How to Calculate your Marketing Budget
As was said earlier, many businesses allocate a percentage of actual or projected gross revenues. This is typically between 2 to 3 percent for run-rate marketing and up to 3 to 5 percent for start-up marketing.
Allocation also depends on several factors such as the industry you are in, the size of your business, and its growth stage.
Allocation depends on several factors
Retail businesses, for example, during the early brand building years spend much more than other businesses on marketing – up to 20 percent of sales.
As a general rule, small businesses with revenues less than $5 million should allocate 7 to 8 percent of their revenues to marketing.
This budget should be split between:
brand development costs (which includes all the channels you use to promote your brand such as your website, blogs, sales collateral, etc.); and
the costs of promoting your business (campaigns, advertising, events, etc.).
This percentage also assumes you have margins in the range of 10 to 12 percent (after you’ve covered your other expenses, including marketing).
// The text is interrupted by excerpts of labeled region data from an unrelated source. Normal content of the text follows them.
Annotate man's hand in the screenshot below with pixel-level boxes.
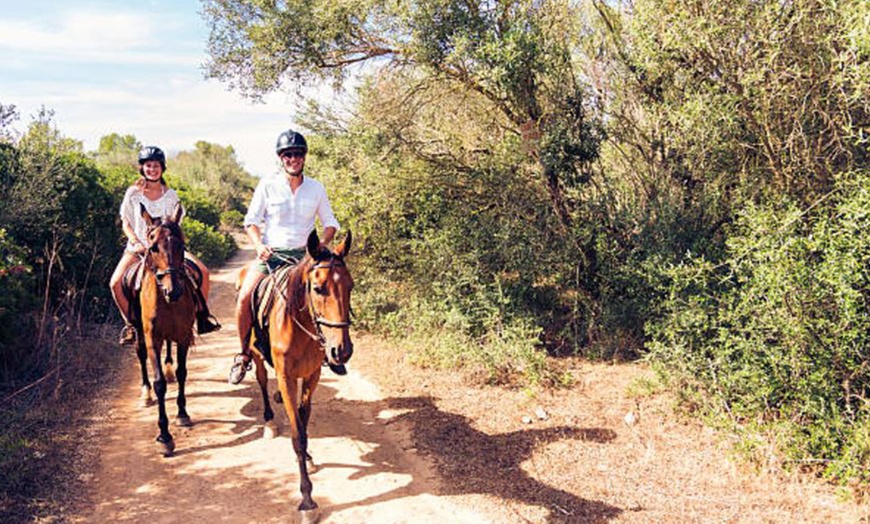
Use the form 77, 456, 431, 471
254, 243, 272, 261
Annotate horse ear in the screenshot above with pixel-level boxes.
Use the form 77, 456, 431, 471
335, 229, 353, 258
307, 229, 320, 258
169, 202, 184, 224
139, 202, 154, 227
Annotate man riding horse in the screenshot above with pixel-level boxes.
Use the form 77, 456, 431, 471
229, 129, 347, 384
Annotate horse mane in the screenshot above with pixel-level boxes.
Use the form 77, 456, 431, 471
161, 220, 187, 244
287, 250, 339, 321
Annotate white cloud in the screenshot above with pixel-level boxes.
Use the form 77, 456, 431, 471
0, 12, 154, 56
0, 0, 352, 176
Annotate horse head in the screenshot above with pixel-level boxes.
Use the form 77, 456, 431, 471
140, 204, 184, 302
303, 231, 353, 365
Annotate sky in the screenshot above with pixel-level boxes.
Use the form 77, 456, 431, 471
0, 0, 334, 176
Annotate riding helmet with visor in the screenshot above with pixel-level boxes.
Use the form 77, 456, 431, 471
275, 129, 308, 156
139, 146, 166, 171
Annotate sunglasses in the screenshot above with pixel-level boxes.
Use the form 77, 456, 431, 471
281, 151, 305, 158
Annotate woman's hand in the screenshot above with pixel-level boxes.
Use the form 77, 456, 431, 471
254, 243, 272, 261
If your margins are lower than this, then you might consider eating more of the costs of doing business by lowering your overall margins and allocating additional spending to marketing. It’s a tough call, but your marketing budget should never be based on just what’s left over once all your other business expenses are covered.
Spending Your Budget Wisely
Knowing how much you have to spend on marketing is critical. Even more critical is how you spend it.
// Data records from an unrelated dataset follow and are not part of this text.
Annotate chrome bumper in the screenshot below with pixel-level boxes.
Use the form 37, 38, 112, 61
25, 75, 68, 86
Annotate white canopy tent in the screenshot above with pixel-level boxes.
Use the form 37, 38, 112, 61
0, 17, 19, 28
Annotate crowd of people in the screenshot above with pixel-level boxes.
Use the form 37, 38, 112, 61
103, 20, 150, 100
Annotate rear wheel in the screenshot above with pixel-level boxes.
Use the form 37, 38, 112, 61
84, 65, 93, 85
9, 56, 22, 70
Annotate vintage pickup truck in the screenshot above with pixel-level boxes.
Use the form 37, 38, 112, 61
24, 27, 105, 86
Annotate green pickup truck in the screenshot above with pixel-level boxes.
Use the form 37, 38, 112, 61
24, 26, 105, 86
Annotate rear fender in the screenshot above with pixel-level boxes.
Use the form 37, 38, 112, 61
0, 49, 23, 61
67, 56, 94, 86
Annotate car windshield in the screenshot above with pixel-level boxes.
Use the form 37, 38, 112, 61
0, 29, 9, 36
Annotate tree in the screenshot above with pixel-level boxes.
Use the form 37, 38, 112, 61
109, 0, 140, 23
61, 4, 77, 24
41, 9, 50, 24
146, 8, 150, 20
This means having a plan. Your small business marketing budget should be a component of your marketing plan, outlining the costs of how you are going to achieve your marketing goals within a certain timeframe.
Your marketing budget should be a component of your marketing plan
Revisit Your Plans Often and Track ROI
Once you have developed your marketing plan and budget, remember that it needn't be fixed and inflexible. There may be times when you need to throw in another unplanned campaign or event. At the end of the day, knowing whether your spending is actually helping you achieve your marketing goals is more important than sticking to your budget.
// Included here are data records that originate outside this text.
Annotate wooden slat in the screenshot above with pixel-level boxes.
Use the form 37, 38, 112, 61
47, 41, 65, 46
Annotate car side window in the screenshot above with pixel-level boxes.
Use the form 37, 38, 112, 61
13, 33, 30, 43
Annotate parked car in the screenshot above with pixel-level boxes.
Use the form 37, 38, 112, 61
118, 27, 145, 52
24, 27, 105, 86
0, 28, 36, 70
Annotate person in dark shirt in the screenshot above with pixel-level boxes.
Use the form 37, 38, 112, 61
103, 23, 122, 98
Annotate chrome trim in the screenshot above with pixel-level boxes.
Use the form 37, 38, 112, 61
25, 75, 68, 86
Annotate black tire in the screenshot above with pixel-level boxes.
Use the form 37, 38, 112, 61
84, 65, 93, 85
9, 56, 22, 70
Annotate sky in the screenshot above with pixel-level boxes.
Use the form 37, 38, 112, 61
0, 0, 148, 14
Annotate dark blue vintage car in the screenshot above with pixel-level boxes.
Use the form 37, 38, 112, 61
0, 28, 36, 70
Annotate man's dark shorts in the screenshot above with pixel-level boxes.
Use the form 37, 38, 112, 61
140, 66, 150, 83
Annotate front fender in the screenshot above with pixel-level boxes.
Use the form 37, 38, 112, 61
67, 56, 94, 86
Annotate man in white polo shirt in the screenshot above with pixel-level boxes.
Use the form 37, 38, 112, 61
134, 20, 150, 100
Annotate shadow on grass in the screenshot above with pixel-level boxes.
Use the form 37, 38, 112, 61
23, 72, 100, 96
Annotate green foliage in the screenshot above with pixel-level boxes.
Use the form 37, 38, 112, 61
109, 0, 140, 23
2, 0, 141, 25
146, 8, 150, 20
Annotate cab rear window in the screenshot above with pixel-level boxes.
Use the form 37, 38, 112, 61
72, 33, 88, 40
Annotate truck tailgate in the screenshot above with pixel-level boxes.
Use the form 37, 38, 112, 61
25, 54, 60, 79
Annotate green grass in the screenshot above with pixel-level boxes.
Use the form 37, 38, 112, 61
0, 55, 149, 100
Have a plan in place for measuring your spending and the impact that activities have on your bottom line. Compare tactics, analyze seasonal effects – was one quarter more profitable than another? Why? Above all, have patience and follow through on all your marketing efforts across the organization – it takes a village to build and grow a brand.
Some tactics are hard to measure, like the efficacy of print collateral, but you need to consider the impact of not having these branding staples in your tool kit before you reign in your graphic design and print funds.
Marketing plans should be maintained on an annual basis at a minimum, and revisited if you launch a new product/service, or if the market landscape changes.